Críticas
eliterarias
Sherlock Holmes
o
la heroína y el héroe
Sabido
es su afición por cierta droga del más preclaro de los detectives habidos. No
es extraño que en sus obras este adalid de la investigación interrumpa sus
chirridos de violín para coger la goma, el polvo blanco y la hipodérmica.

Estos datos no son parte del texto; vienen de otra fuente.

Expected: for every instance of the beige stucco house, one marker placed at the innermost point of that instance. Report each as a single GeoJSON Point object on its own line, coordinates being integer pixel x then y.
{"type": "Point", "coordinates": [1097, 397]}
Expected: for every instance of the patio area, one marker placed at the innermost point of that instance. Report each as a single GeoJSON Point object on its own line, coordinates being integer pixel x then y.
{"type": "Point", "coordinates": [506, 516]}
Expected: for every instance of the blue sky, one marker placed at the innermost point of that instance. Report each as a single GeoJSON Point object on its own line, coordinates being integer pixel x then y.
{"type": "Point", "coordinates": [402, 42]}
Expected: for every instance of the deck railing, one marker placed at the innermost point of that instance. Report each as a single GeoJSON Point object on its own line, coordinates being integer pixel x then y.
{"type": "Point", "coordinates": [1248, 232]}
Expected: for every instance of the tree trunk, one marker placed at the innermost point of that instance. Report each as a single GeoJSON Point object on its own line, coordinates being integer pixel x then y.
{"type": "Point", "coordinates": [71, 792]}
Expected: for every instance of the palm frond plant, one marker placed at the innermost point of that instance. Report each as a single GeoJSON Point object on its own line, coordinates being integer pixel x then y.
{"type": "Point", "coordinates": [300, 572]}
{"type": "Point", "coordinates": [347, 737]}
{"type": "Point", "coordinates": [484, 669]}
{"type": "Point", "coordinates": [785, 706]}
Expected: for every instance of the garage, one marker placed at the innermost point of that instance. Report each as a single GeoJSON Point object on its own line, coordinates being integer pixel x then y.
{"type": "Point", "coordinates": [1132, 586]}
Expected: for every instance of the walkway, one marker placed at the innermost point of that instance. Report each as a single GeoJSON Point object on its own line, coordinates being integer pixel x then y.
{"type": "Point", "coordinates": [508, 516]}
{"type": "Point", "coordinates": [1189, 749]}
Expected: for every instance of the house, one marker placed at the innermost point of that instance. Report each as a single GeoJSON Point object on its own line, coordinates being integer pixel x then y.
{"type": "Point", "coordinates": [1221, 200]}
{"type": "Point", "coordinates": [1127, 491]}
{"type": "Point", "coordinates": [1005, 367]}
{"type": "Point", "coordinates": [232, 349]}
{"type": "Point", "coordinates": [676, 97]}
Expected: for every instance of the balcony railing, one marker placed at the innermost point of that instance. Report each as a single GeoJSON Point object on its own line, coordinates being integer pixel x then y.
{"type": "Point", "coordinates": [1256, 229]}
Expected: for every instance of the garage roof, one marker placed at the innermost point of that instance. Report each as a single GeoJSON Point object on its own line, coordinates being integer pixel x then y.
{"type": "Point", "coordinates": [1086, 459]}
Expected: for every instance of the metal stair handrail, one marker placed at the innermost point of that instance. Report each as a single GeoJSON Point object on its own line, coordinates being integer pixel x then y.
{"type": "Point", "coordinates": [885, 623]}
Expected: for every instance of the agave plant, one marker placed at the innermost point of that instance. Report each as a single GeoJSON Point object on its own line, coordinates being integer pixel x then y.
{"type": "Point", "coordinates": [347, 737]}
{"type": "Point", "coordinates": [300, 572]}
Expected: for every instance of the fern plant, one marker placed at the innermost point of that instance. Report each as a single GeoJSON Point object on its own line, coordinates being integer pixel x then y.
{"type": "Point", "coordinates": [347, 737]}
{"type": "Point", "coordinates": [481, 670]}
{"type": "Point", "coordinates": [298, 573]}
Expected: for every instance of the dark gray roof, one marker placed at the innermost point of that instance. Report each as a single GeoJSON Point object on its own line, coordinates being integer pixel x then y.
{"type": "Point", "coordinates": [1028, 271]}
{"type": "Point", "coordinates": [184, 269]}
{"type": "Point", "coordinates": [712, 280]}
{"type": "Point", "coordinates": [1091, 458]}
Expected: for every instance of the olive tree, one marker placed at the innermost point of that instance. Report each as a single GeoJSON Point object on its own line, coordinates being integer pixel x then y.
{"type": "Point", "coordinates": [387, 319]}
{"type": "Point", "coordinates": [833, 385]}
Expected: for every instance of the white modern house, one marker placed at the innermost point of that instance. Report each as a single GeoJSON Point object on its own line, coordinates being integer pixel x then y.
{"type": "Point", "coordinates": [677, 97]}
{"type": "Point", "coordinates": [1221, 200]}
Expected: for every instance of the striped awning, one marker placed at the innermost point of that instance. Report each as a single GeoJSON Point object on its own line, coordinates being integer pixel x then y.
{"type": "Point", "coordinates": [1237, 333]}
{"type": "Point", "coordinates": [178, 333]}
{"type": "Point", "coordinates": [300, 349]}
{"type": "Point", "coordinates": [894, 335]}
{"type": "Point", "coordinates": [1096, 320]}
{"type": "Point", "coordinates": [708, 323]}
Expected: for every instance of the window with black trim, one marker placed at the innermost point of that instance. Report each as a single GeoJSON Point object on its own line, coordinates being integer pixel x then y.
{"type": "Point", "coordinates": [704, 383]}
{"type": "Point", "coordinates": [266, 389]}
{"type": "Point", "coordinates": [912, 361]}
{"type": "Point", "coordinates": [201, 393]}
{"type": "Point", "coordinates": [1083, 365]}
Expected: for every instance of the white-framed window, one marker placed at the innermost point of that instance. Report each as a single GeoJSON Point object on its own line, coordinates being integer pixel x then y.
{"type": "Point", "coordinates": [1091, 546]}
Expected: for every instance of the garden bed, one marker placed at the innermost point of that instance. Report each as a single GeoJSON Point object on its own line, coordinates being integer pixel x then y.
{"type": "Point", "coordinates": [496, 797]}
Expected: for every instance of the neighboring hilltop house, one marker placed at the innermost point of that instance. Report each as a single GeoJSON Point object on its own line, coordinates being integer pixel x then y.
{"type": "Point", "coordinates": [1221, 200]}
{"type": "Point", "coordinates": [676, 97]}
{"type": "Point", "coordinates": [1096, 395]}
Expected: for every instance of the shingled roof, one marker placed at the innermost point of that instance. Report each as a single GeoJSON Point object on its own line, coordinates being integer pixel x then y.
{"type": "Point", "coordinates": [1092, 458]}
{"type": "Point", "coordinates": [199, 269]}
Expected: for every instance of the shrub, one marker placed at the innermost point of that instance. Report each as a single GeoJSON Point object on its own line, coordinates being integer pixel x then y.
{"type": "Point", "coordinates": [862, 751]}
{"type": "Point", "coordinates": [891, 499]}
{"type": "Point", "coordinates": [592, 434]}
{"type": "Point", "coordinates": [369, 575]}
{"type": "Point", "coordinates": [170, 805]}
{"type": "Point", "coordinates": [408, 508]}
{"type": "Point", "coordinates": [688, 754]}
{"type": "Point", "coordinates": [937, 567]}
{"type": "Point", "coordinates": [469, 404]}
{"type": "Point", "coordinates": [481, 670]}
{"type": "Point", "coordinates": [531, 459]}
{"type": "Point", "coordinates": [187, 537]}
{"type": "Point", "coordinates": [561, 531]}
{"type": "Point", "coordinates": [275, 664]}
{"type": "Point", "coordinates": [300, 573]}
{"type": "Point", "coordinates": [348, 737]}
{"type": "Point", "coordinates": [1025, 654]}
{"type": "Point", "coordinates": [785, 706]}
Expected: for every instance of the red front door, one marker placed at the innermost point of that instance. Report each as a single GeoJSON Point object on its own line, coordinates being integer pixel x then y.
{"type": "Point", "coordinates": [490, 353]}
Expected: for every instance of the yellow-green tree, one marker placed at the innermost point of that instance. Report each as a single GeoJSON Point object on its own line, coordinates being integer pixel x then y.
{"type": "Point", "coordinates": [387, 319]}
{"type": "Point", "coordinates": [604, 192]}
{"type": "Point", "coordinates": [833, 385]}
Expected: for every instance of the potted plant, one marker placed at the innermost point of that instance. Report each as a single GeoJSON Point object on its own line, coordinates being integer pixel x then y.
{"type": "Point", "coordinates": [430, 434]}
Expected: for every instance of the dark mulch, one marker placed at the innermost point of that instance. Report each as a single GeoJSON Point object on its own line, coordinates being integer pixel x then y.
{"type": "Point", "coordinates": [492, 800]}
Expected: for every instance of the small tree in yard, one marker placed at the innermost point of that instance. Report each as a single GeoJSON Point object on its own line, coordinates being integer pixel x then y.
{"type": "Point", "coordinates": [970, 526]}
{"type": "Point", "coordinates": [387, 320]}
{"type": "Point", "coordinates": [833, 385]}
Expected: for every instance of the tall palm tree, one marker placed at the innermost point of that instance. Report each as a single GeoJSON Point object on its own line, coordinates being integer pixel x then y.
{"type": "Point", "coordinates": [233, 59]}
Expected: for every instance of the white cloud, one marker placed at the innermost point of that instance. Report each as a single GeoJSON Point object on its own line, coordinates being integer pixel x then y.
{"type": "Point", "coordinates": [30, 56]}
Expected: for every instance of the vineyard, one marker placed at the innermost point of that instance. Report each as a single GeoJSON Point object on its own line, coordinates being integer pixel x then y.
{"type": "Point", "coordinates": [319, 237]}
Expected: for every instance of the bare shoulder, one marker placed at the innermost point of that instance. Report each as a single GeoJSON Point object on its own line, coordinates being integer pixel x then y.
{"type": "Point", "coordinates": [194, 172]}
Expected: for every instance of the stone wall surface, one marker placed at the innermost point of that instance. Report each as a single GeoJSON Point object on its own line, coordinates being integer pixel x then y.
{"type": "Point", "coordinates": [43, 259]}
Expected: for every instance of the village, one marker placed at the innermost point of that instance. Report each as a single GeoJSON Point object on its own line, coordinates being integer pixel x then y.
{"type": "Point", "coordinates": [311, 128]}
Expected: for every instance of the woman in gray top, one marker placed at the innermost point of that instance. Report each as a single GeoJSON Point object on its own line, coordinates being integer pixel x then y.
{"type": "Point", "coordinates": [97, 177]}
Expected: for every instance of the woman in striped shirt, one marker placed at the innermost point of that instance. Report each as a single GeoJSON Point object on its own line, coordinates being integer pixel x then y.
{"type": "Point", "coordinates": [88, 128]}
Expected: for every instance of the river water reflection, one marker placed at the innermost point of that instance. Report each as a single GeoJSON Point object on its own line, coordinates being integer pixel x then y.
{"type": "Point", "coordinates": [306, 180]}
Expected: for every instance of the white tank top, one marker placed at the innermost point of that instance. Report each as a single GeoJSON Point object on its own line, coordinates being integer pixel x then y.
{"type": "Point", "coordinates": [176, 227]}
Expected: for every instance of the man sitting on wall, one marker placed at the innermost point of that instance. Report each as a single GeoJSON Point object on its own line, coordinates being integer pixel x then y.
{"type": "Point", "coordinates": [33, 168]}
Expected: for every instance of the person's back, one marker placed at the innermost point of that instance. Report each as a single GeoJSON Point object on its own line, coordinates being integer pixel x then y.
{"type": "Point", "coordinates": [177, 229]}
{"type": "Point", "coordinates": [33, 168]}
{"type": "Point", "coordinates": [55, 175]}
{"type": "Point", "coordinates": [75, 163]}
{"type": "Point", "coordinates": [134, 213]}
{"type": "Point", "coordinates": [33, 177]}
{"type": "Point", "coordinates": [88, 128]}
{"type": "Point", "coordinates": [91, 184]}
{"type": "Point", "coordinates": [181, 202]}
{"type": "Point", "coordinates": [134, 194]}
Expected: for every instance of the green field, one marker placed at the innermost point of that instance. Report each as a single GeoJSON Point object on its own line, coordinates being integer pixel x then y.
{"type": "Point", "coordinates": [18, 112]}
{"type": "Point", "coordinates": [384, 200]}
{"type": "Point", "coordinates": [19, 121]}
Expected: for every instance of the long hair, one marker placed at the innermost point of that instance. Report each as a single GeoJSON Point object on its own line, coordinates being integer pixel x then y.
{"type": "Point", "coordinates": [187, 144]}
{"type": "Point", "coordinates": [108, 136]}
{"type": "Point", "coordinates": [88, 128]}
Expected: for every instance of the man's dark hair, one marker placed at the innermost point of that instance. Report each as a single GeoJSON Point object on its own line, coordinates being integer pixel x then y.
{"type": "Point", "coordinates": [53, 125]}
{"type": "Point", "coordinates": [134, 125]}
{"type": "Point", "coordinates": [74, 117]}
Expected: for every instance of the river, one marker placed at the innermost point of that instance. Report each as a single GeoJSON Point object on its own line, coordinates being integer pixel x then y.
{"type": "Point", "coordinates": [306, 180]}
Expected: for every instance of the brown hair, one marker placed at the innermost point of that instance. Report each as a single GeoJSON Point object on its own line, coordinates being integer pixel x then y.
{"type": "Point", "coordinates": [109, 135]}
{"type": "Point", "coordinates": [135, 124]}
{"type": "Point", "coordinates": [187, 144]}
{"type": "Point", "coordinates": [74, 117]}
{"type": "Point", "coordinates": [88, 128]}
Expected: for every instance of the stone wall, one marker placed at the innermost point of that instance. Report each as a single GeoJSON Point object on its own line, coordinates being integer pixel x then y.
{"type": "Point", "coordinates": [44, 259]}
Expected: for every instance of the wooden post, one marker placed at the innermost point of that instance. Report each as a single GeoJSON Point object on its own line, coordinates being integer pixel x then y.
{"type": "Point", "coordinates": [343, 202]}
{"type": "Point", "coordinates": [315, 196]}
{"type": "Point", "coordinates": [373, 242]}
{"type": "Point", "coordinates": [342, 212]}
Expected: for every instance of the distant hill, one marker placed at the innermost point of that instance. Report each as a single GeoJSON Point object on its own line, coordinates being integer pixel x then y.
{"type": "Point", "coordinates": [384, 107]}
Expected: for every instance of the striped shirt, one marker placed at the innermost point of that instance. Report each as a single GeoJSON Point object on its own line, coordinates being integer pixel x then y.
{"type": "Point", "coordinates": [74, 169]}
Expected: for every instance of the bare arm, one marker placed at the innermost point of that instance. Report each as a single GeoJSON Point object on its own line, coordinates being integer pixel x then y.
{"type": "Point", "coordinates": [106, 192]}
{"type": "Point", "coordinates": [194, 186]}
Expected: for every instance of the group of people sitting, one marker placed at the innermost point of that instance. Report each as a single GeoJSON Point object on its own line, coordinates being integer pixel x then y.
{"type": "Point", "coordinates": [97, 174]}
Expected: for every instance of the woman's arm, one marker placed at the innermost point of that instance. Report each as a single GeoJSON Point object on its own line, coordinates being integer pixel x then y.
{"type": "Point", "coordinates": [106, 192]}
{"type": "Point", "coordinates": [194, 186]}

Después de la toma es cuando toma esa actitud tan suficiente que deja al pobre
Watson preguntándose What’s on? Y ahora, después del libro de Sean Connelly, La heroína como el sustento del antihéroe
(Drog Barral, 1995), este personaje queda al descubierto al podérsele aplicar
el argumento de drogadicción para su insistente perseguir maleantes por la
ciudad. El autor se preguntó, ¿qué perseguía Sherlock por los docks de Londres y demás lugares de
dudoso vivir? Y tras arduas investigaciones llegó a la siguiente conclusión:
Sherlock perseguía a todos los camellos de la rivera del Támesis para poder
satisfacer su adición al caballo. Esta debilidad era conocida por Scotland
Yard, quienes en ocasiones le suministraban la alba sustancia a cambio de sus
poder deductivo, resultando en beneficiosos éxitos para la policía británica,
como en el caso del carbunclo desaparecido, que halló Holmes en el ojo del
embajador de Lituania, pintado con iris y pupila, en lugar del habitual ojo de
cristal del dignatario, pero que Holmes descubrió merced a su sagacidad: las
mujeres no dejaban de admirar el ojo del embajador, lo que dio a nuestro
detective la pista, pues las mujeres sólo tienen aprecio por las joyas y no por
los órganos corporales, al menos de los que se ven. En el caso de los siete
napoleones, fue Holmes quien descubrió que las estatuas escondían, tras una
primera capa de yeso protector, cocaína pura proveniente de Colombia. Y todo
gracias a que, estando con el mono, su síndrome le llevaba a acercarse a los
bustos y lamerlos como un perro vicioso. Watson también relata en otro de sus
casos (Estudio en escarlata), como Holmes, después de una dosis
de material puro, descubrió al falso decorador real simplemente percibiendo por
la decoración escarlata de su estudio de Regent Street, que éste era daltónico,
y por lo tanto no era idóneo para seguir guiando los gustos en el vestir de la
familia real. No obstante, la influencia de este falso decorador y estafador
del gusto penetró tanto en la casa real de Inglaterra que sus descendientes
poseen todavía un pésimo gusto a la hora de elegir sombreros.
Watson se queja en sus
memorias que Sherlock nunca le consultase como facultativo, que portase su
propio botiquín, y que cierta vez que le preguntó qué eran esos polvos blancos
que tenía en una bolsa, Holmes le respondiese que bicarbonato. Relata el ayudante
del genial detective cómo de vez en cuando Sherlock se encontraba mal, tiritaba
de frío y se excusaba para meterse en los servicios de Waterloo Square, u otra
plaza de igual renombre, de los que salía totalmente recuperado y con ansias de
seguir pistas. Tampoco llegó a sospechar nunca el buen ayudante cuando en el
declive del detective, sin casos que llevarse al cerebro, su casa de Baker
Street se convirtiese en punto de encuentro de gente rara y descuidada, sujetos
sumidos en crisis de nervios, con ojeras y manga larga incluso en verano. Ahora
se conoce que el genial detective se dedicaba a camello para poder financiar su
propio consumo y que desde Baker Street lo mismo solucionaba la abstinencia de
un colgado que hallaba el paradero de una esposa fugada, únicos casos que el
vecindario atrevíase a encargarle.
Sean Connelly muestra al héroe
subyugado por la heroína, muestra al hombre necesitado bajo el disfraz de
detective infalible, al individuo vencido que al final de su vida vendió por
unas pocas dosis todos sus recuerdos a un periodista de fortuna llamado Conan
Doyle. Descanse en paz el prototipo de investigador, huélguese en el Parnaso de
los héroes junto a los principales suministradores del opio de los pueblos.